Construction EcoServices (CES) educates designers on multifunctional stormwater management and the value of getting more bang for your buck when using Green Infrastructure. Besides being used for capturing rainfall, CES has proved that permeable pavement can serve the same function as a drainage inlet, detention pond and a water quality unit. For this to happen there are certain criteria that permeable pavement must meet. First, the pavement must be maintainable. Permeable pavers that use aggregate infill can be difficult to maintain and other types of pervious pavement (asphalt, concrete, etc.) are limited by smaller voids that clog quickly. This is one reason why most designers will only have a 1:1 drainage area ratio when using permeable pavement. Second, the pavement must be able to infiltrate at high flow rates. If you want to use a 10:1 drainage area ratio, the permeable pavement needs to be able to infiltrate at least 1,000 in/hr or more. That sounds like a lot because it is, but it can be achieved with the right type of engineered solution.
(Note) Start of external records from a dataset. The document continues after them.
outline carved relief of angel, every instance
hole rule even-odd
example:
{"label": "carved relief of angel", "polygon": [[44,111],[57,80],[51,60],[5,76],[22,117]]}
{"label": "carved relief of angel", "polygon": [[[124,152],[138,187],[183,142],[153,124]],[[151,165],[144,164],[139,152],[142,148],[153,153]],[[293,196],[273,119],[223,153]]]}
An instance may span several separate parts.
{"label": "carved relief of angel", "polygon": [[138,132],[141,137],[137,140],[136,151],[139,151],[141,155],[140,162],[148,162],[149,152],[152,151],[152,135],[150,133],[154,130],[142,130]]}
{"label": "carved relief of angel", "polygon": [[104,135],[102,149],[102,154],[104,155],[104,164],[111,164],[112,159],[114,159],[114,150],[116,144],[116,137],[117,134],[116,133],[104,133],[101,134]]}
The design team at Duplantis Design Group (DDG) applied this multifunctional stormwater management concept on a new medical center in New Orleans East. DDG used permeable concrete for this type of project in the past, but it didn’t achieve the success they wanted. Construction EcoServices (CES) teamed up with DDG to deliver a multifunctional solution to their permeable pavement needs, PowerBlock by ACF Environmental. The open joints provide adequate space for sediment to be captured while also infiltrating at a rate of 1,000 in/hr. In addition to the high-performance specification, Construction EcoServices provides a 3-year maintenance warranty to the owner. No other permeable pavement comes with this type of warranty, which says a lot about its performance.
How did PowerBlock serve the function of a detention pond, drainage inlet and a water quality unit on this project? First, the subgrade consists of two layers of compacted stone, separated by a layer of geogrid. The void space in the subgrade provided more than 1,500 CF of storage. Second, a 4:1 drainage area ratio was used so that all the drive aisles and parking stalls that weren’t permeable drained to 3,900 SF of PowerBlock. This allowed the engineer to reduce the number of drainage inlets in the parking lot to just one. Lastly, the open joints and top layer of stone in the subgrade traps sediment suspended in runoff. The open joints also make it easy for a vacuum truck equipped with a specialized vac head to maintain it.
Installation of the subgrade and PowerBlock system took approximately a week and half. The drive aisles were poured before the parking stalls, which reduced the number of blocks that needed to be cut. Installation of the permeable pavement was provided by Mud Bug Pavers under the direction of the General Contractor, Kent Design Build. CES completed an infiltration test after installation to verify that the performance met the 1,000 in/hr specification.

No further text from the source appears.